Pick whatever you want right now to dehumanize. Pick whatever you want in order to claim supports are unnecessary. Go from there. Always too disabled. Always never disabled enough. Always both at the right time.

It's dangerous and its safety. Its terrifying and its something I'll actively say is something that being able to do protects me and those I care about. It's something that scares me so very much and its something that I don't know what I'd do without. It's something that denies me so many things I need and its something that helps me in ways I don't have anything else helping me. Because its not actually one thing even for things like unreliable speech and the terror of being denied the care you need for life threatening disabilities. And at the same time, wow that is terrifying to actually give as a real life example like its not actually a big deal because that's just how life is.

It's the having unreliable, intermittent, insufficient, and exhausive speech, and this one situation and topic being reliable, won't change the intermittent, insufficient, and exhausive aspects, but between the speech trauma that taught me I gotta speak if at all possible, and the decades of scripting that (successfully! and usefully!) I was taught for medical situations I have very automatic speech that turns on and gets me stuck.
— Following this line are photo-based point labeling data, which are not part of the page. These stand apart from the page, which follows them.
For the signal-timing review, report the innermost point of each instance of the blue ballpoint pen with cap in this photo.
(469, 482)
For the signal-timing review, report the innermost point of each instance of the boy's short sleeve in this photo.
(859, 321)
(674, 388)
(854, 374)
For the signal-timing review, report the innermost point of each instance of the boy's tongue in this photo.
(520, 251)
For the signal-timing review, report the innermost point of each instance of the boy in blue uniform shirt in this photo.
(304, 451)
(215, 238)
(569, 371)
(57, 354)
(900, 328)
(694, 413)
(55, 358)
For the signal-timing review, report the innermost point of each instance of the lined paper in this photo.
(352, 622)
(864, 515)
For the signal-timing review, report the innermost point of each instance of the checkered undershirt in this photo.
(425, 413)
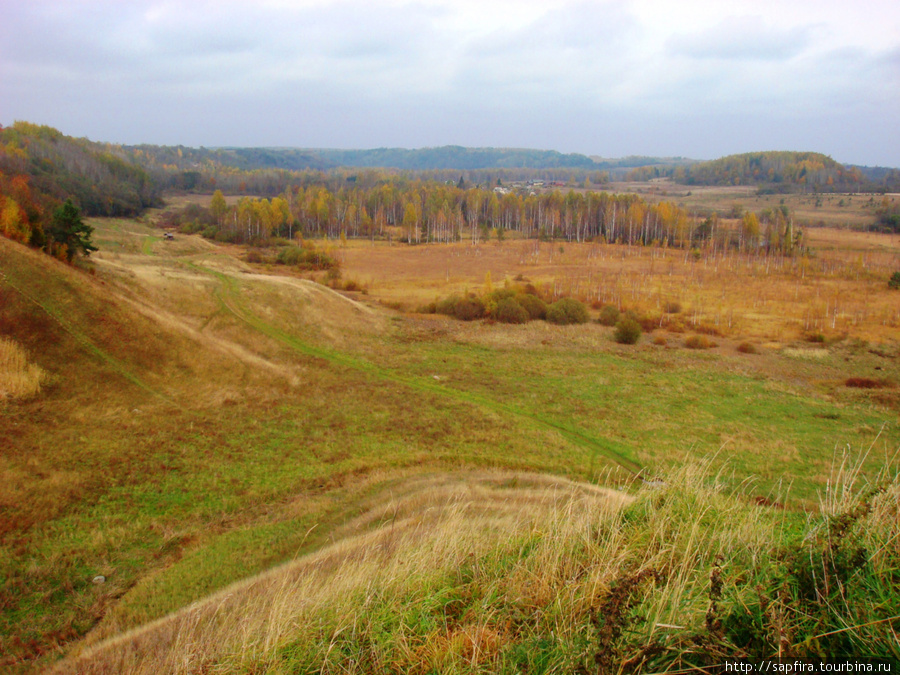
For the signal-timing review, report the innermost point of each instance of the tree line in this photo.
(420, 212)
(775, 171)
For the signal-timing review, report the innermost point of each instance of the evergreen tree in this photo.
(67, 228)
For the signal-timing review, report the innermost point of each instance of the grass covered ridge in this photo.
(514, 572)
(205, 420)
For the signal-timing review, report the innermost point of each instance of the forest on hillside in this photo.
(40, 168)
(776, 172)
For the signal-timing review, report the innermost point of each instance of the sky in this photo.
(699, 79)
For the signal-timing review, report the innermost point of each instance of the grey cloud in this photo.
(742, 38)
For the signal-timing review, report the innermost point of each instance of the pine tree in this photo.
(69, 230)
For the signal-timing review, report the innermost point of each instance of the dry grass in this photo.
(840, 290)
(409, 539)
(18, 378)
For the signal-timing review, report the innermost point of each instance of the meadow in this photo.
(447, 496)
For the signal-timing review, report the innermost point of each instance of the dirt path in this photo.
(228, 295)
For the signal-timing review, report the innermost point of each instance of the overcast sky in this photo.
(696, 79)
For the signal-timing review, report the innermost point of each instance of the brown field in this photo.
(840, 210)
(838, 290)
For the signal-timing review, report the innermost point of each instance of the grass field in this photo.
(201, 421)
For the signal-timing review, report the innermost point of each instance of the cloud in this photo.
(575, 75)
(742, 38)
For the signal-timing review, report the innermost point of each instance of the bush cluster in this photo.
(306, 257)
(567, 311)
(609, 315)
(699, 342)
(628, 330)
(509, 305)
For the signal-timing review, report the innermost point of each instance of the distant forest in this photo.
(40, 168)
(777, 171)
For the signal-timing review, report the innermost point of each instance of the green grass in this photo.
(175, 470)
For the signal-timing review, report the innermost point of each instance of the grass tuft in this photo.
(19, 379)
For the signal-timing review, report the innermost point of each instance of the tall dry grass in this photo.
(505, 573)
(18, 378)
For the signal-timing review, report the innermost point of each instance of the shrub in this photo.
(510, 311)
(609, 315)
(628, 331)
(894, 281)
(567, 311)
(699, 342)
(536, 308)
(469, 309)
(866, 383)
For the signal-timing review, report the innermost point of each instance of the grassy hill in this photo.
(417, 496)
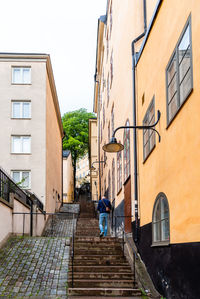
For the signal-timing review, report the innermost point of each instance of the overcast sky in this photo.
(65, 29)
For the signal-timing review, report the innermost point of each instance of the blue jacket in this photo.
(101, 207)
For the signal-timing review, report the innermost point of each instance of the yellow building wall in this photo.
(174, 165)
(53, 154)
(128, 23)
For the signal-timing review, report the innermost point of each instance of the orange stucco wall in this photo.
(53, 154)
(174, 165)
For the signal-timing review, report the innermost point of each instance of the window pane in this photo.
(16, 75)
(26, 144)
(16, 144)
(16, 176)
(173, 106)
(26, 110)
(16, 110)
(25, 179)
(164, 208)
(26, 75)
(156, 231)
(165, 230)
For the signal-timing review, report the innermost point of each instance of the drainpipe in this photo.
(135, 123)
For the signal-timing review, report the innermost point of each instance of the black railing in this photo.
(7, 186)
(122, 234)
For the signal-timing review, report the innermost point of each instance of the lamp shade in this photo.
(113, 146)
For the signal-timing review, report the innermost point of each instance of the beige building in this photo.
(31, 127)
(82, 171)
(93, 158)
(68, 177)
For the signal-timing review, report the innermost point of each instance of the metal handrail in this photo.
(135, 256)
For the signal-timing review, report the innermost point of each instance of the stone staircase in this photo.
(99, 267)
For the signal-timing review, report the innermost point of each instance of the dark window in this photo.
(112, 120)
(111, 69)
(113, 179)
(103, 115)
(160, 220)
(108, 89)
(126, 151)
(149, 135)
(109, 185)
(109, 132)
(119, 171)
(179, 73)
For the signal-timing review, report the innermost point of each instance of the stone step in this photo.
(112, 292)
(100, 269)
(99, 263)
(95, 251)
(98, 247)
(94, 239)
(103, 275)
(83, 283)
(96, 257)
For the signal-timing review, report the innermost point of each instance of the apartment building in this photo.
(93, 159)
(82, 171)
(31, 127)
(148, 61)
(68, 177)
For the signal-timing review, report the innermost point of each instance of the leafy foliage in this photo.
(75, 125)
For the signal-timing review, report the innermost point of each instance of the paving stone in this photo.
(37, 266)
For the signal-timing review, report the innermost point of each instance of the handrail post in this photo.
(23, 223)
(115, 226)
(73, 252)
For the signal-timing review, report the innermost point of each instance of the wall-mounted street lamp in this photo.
(113, 146)
(94, 168)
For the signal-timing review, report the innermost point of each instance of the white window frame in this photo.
(21, 144)
(21, 74)
(21, 102)
(20, 175)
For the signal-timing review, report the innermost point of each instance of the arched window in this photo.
(119, 171)
(160, 220)
(113, 179)
(126, 151)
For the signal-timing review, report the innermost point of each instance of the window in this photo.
(21, 144)
(104, 115)
(109, 185)
(111, 69)
(149, 135)
(113, 179)
(21, 75)
(179, 74)
(112, 119)
(21, 109)
(23, 177)
(109, 132)
(160, 220)
(126, 151)
(119, 171)
(108, 89)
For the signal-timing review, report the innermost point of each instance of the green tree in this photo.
(75, 125)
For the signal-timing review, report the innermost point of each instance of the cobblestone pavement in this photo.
(37, 267)
(34, 267)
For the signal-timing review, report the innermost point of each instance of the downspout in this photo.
(135, 123)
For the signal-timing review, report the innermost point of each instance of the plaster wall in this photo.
(5, 221)
(35, 127)
(174, 165)
(53, 153)
(68, 179)
(127, 24)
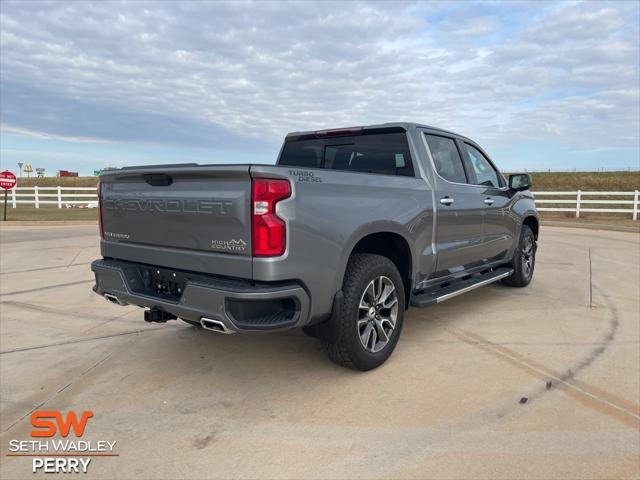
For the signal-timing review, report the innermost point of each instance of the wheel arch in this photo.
(389, 243)
(532, 222)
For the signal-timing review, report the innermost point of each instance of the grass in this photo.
(58, 181)
(587, 181)
(542, 181)
(49, 213)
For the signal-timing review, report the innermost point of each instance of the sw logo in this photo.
(64, 455)
(44, 427)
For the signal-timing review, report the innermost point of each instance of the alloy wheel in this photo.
(377, 314)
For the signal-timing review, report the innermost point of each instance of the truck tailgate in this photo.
(200, 214)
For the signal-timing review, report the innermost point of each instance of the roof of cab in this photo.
(404, 125)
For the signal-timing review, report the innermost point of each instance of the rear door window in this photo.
(481, 172)
(446, 158)
(384, 153)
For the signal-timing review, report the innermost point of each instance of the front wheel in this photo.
(524, 259)
(372, 312)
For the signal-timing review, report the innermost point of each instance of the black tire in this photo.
(524, 260)
(354, 322)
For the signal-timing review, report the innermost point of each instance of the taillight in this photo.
(268, 230)
(99, 192)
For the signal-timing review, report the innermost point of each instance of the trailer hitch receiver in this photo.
(158, 315)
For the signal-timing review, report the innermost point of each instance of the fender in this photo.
(382, 226)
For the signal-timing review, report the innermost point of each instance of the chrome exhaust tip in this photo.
(214, 325)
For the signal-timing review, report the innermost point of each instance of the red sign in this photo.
(7, 180)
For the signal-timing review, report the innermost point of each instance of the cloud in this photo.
(238, 75)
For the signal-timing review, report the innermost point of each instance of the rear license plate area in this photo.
(161, 283)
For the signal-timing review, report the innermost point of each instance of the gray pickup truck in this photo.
(349, 228)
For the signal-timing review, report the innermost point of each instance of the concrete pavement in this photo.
(541, 382)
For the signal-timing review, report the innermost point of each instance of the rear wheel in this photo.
(371, 314)
(524, 259)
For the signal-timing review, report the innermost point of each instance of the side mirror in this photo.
(520, 181)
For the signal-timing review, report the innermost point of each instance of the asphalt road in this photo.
(542, 382)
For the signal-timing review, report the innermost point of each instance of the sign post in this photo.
(7, 182)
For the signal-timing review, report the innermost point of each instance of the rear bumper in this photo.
(241, 305)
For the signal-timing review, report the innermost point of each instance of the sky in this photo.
(540, 85)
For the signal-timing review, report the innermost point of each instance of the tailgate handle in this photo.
(158, 179)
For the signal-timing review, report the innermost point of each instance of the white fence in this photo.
(576, 202)
(60, 196)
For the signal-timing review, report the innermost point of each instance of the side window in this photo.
(480, 169)
(446, 158)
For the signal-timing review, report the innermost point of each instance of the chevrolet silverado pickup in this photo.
(349, 229)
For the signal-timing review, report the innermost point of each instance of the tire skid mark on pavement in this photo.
(60, 390)
(47, 287)
(591, 396)
(55, 311)
(79, 340)
(13, 272)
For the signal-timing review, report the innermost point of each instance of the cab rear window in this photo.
(382, 153)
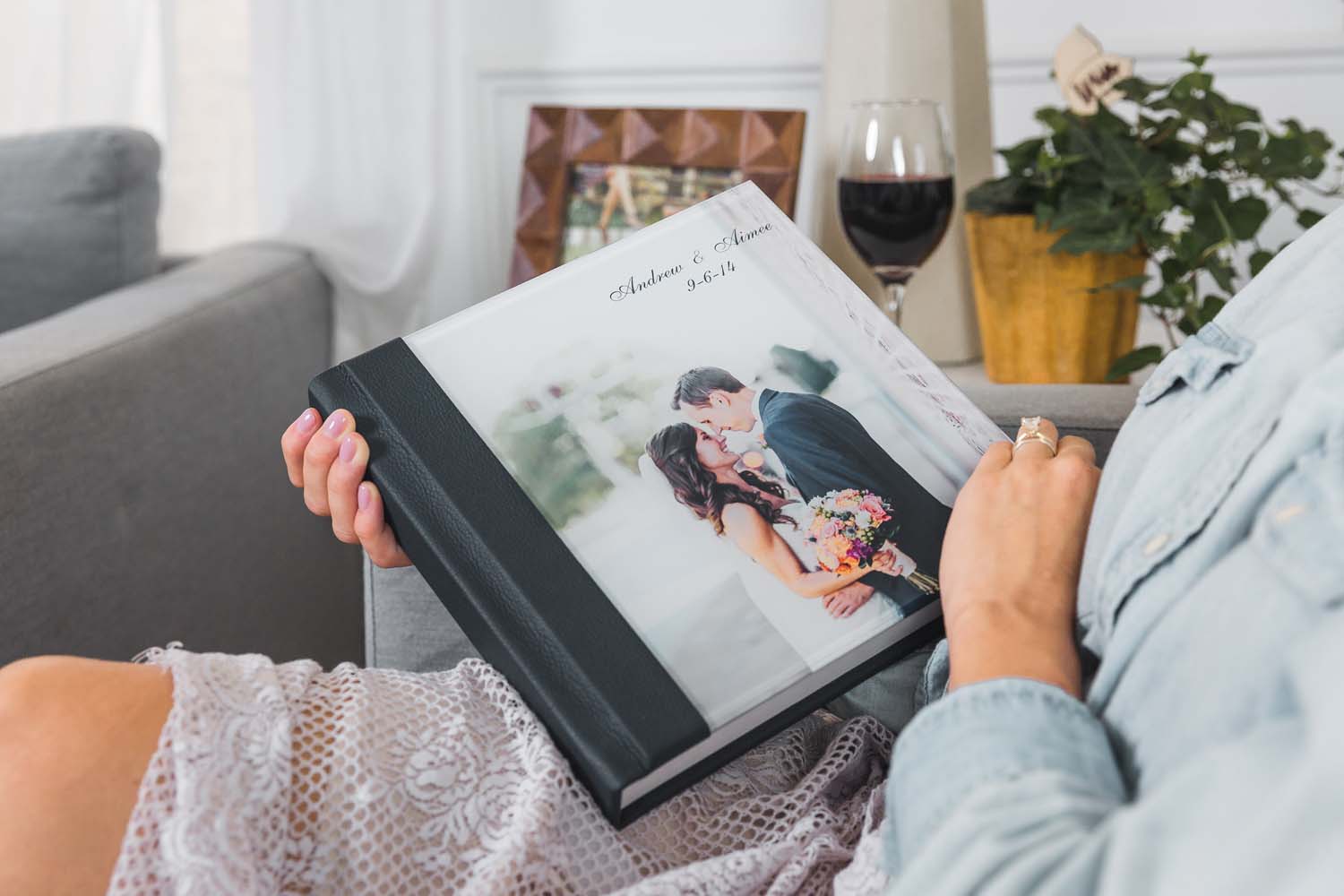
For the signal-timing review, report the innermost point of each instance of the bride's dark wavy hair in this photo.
(672, 450)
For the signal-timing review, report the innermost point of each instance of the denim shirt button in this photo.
(1155, 544)
(1288, 513)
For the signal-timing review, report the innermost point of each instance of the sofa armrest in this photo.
(1091, 411)
(144, 495)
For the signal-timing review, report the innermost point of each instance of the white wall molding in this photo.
(502, 96)
(1249, 61)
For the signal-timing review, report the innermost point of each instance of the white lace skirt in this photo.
(285, 778)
It's the I'll sure end up in these situations where I'll discuss complex medical topics and not report any of my symptoms, and you'll not notice I haven't because you'll assume I could use speech to communicate and I can't yet I've once again trapped myself in using speech rather than my AAC. It's my own history making dangers more dangerous. It's my own bodymind combining in ways that make things weirder and more complicated and being more misunderstood.

Being only able to reliably speak sometimes has so many impacts no matter how much that 'sometimes' is. Being only able to reliably speak in some situation and having that be in a situation where it'll have a huge number of assumptions made about you, has so many impacts positive and negative. Being only able to reliably speak in some situation and having it so automatic to do so, is terrifying.

People don't understand speech sometimes and not other times. People don't understand speech that sometimes says what you want and other times might or might not say what you want. People don't understand the 'sometimes' and the 'maybe' and the 'okay but how about now'. People sure don't understand insufficient speech and getting acrosss only the tiniest bit of what you wanted and it being assumed to be everything.

And yet. Those all need to be taken into account. Starting from 'oh, and medical sitations are the exception. Because of course they are. That's just how it works with a bodymind like mine. It's the rest of my masking that isn't pain. It's just life.